Research Summary

The Shaw Laboratory is focused on basic myocardial biology. We define the mechanisms by which the cytoskeleton delivers ion channels to their respective subregions on the cardiac membrane, and how delivery is changed during heart failure.  Our work defined the paradigm of Targeted Delivery which describes how the cytoskeleton delivers membrane proteins directly to their functional membrane subdomain and why there is less delivery in failing heart.  Our models involve exploration of Connexin43 gap junction trafficking to the cardiomyocyte intercalated disc and L-type calcium channel trafficking to cardiomyocyte T-tubules. In the process we identified that the mRNA of Cx43 is alternatively translated to generate endogenously up to six different truncated isoforms which are essential to trafficking. These isoforms we identified have a different biophysics and biology as Connexin43 and thus function as new proteins with important roles in basic cell biology.  The most commonly translated isoform, GJA1-20k, is critical for Connexin43 forward trafficking as well as mitochondrial organization, transport and function.  A major current focus of my group is to identify how GJA1-20k works with the actin cytoskeleton to regulate both membrane protein trafficking and metabolism.  A second major focus involves another trafficking molecule Dr. TingTing Hong and I cloned, cardiac BIN1 which regulates L-type calcium channel trafficking, T-tubule folds and is also released into blood as T-tubule origin microparticles, and available as a biomarker of muscle remodeling.

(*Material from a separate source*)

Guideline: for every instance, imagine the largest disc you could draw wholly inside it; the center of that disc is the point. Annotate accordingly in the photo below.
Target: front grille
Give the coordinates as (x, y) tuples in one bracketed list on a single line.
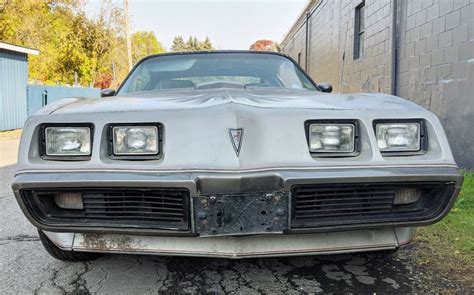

1. Targeted Delivery.  We asked the question how do the newly made and short-lived gap junction proteins arrive at the intercalated disc?  The result of these mechanistic explorations is the Targeted Delivery model Cx43 trafficking but which newly formed hemichannels exit the Golgi and ride microtubule highways specifically to their destination membrane subdomains.  Specificity of delivery is a combination of the channel protein, microtubule plus-end tracking proteins, and a membrane anchor.  We have found Targeted Delivery occurs for Cx43 trafficking in cardiomyocytes, and is disrupted in conditions of oxidative stress, helping to explain decreased cell-cell coupling in failing myocardium, and that actin organized the microtubule highways by the alternatively translated GJA1-20k isoform.  Targeted Delivery also works for L-type calcium channel delivery to T-tubules and has become the prevailing model for channel trafficking in non-failing hearts and explains channel mislocalization in heart failure.

2.    GJA1-20k in Trafficking and Metabolism. A byproduct of our Cx43 trafficking studies revealed that Cx43 mRNA which is the product of a single coding exon (hence no splicing), can generate not one but seven total proteins with the latter six encoded with internal AUG start sites and translated by Alternative Translation.  Furthermore, translation of the smaller isoforms is mTOR dependent and the 20kd smaller isoform (GJA1-20k) is important for Cx43 forward trafficking.  Further exploring the roles of the smaller isoforms, we are finding that actin is important to Cx43 forward delivery, and that mitochondria are affected by GJA1-20k as well with function that include mitochondrial protection and mediating ischemic preconditioning, as well as mediating mitochondrial biogenesis and mitochondrial fission:

3. Biomarker and Therapeutic Development for Heart Failure.  A translational component to our effort uses the lessons learned from mechanistic studies of cardiomyocyte trafficking to develop novel diagnostics and therapeutics.  The most advanced of such studies is use of blood based cBIN1 as an index of cardiac health.  We have found that not only is cBIN1 important to calcium hemostasis and electrical stability in ventricular cells, but is reduced in acquired heart failure and is turned over into blood in levels that reflect cardiac content.  We have helped developed a cBIN1 score (CS) as a first of its kind biomarker of cardiac muscle health that could be used as a screen for heart failure, prognosticate heart failure outcomes, and prognosticate the occurrence of ventricular arrhythmia.  CS is now available by Sarcotein Diagnostics for research use (www.sarcotein.com).